If a rigidly mounted stepping motor is rigidly coupled to a frictionless load and then stepped at a frequency near the resonant frequency, energy will be pumped into the resonant system, and the result of this is that the motor will literally lose control. There are three basic ways to deal with this problem:

Controlling resonance in the mechanism

Use of elastomeric motor mounts or elastomeric couplings between motor and load can drain energy out of the resonant system, preventing energy from accumulating to the extent that it allows the motor rotor to escape from control.

Or, viscous damping can be used. Here, the damping will not only draw energy out of the resonant modes of the system, but it will also subtract from the total torque available at higher speeds. Magnetic eddy current damping is equivalent to viscous damping for our purposes.

Figure 2.8 illustrates the use of elastomeric couplings and viscous damping in two typical stepping motor applications, one using a lead screw to drive a load, and the other using a tendon drive:

Figure 2.8
Controlling resonance in the mechanism Diagram

In Figure 2.8, elastomeric moter mounts are shown at a and elastomeric couplings between the motor and load are shown at b and c. The end bearing for the lead screw or tendon, at d, offers an opportunity for viscous damping, as do the ways on which the load slides, at e. Even the friction found in sealed ball bearings or Teflon on steel ways can provide enough damping to prevent resonance problems.

Controlling resonance in the low-level drive circuitry

A resonating motor rotor will induce an alternating current voltage in the motor windings. If some motor winding is not currently being driven, shorting this winding will impose a drag on the motor rotor that is exactly equivalent to using a magnetic eddy current damper.

If some motor winding is currently being driven, the AC voltage induced by the resonance will tend to modulate the current through the winding. Clamping the motor current with an external inductor will counteract the resonance. Schemes based on this idea are incorporated into some of the drive circuits illustrated in later sections of this tutorial.
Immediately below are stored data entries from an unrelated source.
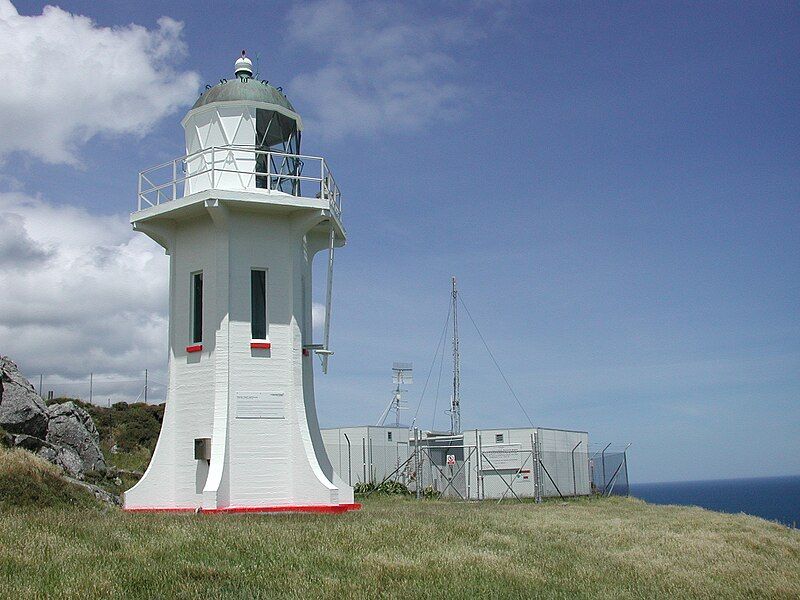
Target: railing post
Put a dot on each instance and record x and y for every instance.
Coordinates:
(213, 166)
(322, 178)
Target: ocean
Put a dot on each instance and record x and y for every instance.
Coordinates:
(771, 498)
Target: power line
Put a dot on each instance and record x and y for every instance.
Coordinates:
(494, 360)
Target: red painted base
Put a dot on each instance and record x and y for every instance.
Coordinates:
(329, 509)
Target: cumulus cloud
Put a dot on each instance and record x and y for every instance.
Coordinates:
(93, 300)
(381, 68)
(65, 80)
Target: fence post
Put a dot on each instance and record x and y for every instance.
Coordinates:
(537, 475)
(416, 464)
(603, 459)
(625, 462)
(574, 482)
(349, 463)
(364, 458)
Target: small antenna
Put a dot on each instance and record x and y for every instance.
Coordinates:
(402, 374)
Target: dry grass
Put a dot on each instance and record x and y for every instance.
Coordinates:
(615, 548)
(29, 481)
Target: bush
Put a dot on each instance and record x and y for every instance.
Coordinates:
(388, 488)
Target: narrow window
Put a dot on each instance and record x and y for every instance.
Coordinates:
(197, 307)
(258, 304)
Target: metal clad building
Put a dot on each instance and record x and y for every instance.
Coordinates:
(477, 464)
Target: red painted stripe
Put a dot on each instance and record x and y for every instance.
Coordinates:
(324, 508)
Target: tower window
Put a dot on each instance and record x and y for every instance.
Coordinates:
(197, 307)
(258, 304)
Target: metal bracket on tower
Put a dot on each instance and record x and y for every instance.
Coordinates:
(325, 352)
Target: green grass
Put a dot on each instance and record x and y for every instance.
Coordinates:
(394, 547)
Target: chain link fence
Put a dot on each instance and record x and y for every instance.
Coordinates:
(553, 463)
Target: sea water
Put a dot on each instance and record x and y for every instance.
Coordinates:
(772, 498)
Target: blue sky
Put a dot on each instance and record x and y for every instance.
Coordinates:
(616, 188)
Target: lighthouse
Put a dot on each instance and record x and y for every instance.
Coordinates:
(242, 215)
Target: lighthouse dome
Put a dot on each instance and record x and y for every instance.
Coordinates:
(246, 90)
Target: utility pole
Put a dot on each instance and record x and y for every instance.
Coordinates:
(455, 403)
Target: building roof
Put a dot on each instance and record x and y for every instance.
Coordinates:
(243, 89)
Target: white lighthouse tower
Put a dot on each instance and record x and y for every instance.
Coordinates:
(241, 217)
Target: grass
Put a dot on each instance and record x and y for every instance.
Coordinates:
(31, 482)
(395, 547)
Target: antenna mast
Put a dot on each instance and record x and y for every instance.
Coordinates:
(402, 373)
(455, 403)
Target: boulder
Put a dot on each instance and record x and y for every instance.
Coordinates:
(70, 427)
(62, 456)
(21, 409)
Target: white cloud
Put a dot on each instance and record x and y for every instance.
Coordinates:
(87, 295)
(65, 80)
(381, 67)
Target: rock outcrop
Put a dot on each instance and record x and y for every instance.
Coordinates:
(63, 434)
(71, 427)
(21, 409)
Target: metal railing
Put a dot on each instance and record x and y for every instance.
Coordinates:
(206, 168)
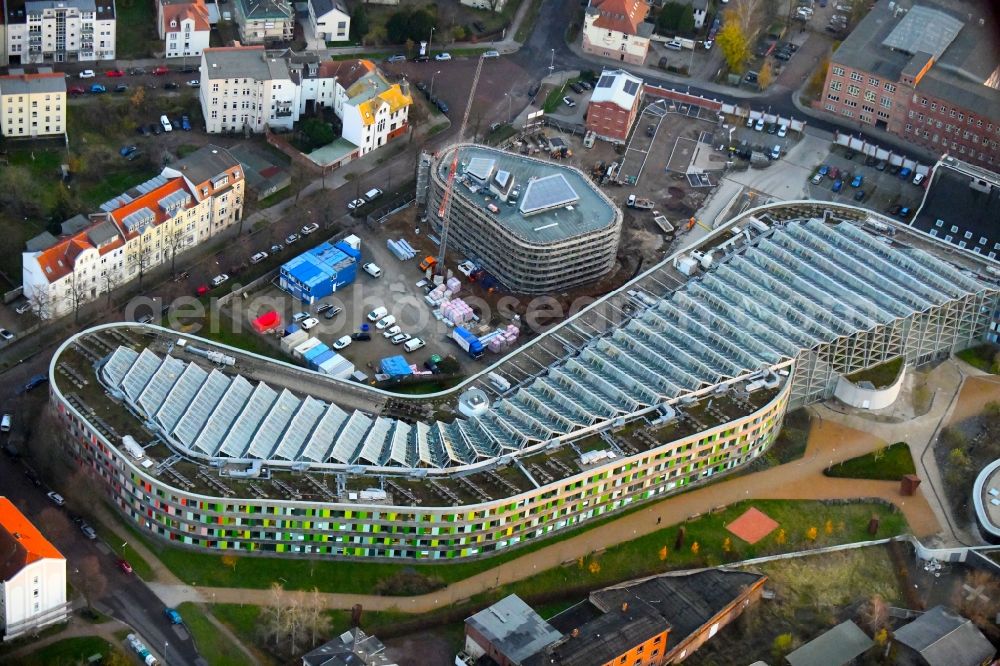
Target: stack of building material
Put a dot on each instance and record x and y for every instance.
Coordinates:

Controlling resonance in the high-level control system

The high level control system can avoid driving the motor at known resonant frequencies, accelerating and decelerating through these frequencies and never attempting sustained rotation at these speeds.

Recall that the resonant frequency of a motor in half-stepped mode will vary by up to 20% from one half-step to the next. As a result, half-stepping pumps energy into the resonant system less efficiently than full stepping. Furthermore, when operating near these resonant frequencies, the motor control system may preferentially use only the two-winding half steps when operating near the single-winding resonant frequency, and only the single-winding half steps when operating near the two-winding resonant frequency. Figure 2.9 illustrates this:

Figure 2.9
 Controlling resonance in the high-level control system Graph

The darkened curve in Figure 2.9 shows the operating torque achieved by a simple control scheme that delivers useful torque over a wide range of speeds despite the fact that the available torque drops to zero at each resonance in the system. This solution is particularly effective if the resonant frequencies are sharply defined and well separated. This will be the case in minimally damped systems operating well below the cutoff speed defined in the next section.